App is slow even though CPU usage looks low. This is almost always CPU throttling. The container is hitting its CPU limit and being slowed down by the kernel, yet kubectl top may show usage sitting right at the cap rather than above it. Raise the CPU limit, or remove it entirely for latency-sensitive workloads while keeping the request.

Requests set far higher than real usage. This wastes capacity. The scheduler reserves the request whether or not the pod uses it, so oversized requests mean a node looks full while sitting mostly idle. Right-size requests based on actual measured usage.

Confusing requests with limits. Remember: requests are what the scheduler reserves and what determines placement, limits are the runtime ceiling. A common bug is setting a tiny request and a huge limit, which lets the scheduler overcommit a node badly and trigger evictions later.

Best Practices

Always set memory requests equal to memory limits for important workloads. Memory cannot be reclaimed gracefully, so a Guaranteed memory profile prevents surprise OOM kills caused by overcommit on the node.

Be more relaxed with CPU. Setting a CPU request without a tight limit is often the right call for latency-sensitive services, because it guarantees a baseline while still letting the app burst into spare capacity without being throttled.

Base your numbers on measurement, not guesses. Run the workload, watch kubectl top pod under realistic traffic, and size requests near the steady-state usage and limits above the peak. Copying values from a tutorial, including this one, is only a starting point.

Use a LimitRange in every shared namespace so that no pod accidentally lands as BestEffort. Pair it with a ResourceQuota when multiple teams or environments share a cluster, so a single namespace can never starve the others.

Combine resource management with health checks. Limits decide how much a pod can consume, and probes decide whether it is healthy, and together they keep nodes stable. If you have not configured probes yet, see my guide on liveness, readiness, and startup probes. Resource requests are also the foundation that horizontal autoscaling relies on, which I covered in Kubernetes autoscaling, since the HPA measures usage as a percentage of the request.

Conclusion

You have now set CPU and memory requests and limits on a real workload, watched a memory limit enforce itself with an OOMKilled event, and seen how QoS classes decide who survives node pressure. You also enforced sane defaults across a namespace with a LimitRange and capped total consumption with a ResourceQuota.

The single habit worth taking away is this: never run production pods as BestEffort. Give every container at least a request, set memory limits to protect your nodes, and measure real usage before you lock in numbers. That one discipline prevents the majority of “the cluster mysteriously fell over” incidents.

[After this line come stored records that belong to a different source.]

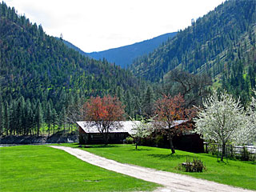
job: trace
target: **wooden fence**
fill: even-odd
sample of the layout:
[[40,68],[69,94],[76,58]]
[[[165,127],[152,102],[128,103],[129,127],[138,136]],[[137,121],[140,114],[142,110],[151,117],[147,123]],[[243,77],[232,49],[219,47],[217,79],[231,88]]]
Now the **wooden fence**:
[[[222,147],[218,143],[204,142],[204,152],[216,155],[218,160],[222,154]],[[226,145],[225,157],[226,159],[238,158],[243,161],[256,161],[256,146]]]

For next steps, try adding a ResourceQuota that also limits object counts like Services and ConfigMaps, explore the kubectl top output during a load test to right-size your values, and look into the Vertical Pod Autoscaler if you want Kubernetes to recommend requests for you automatically. Once resource management becomes routine, your cluster will pack workloads tightly and stay stable even when something goes wrong.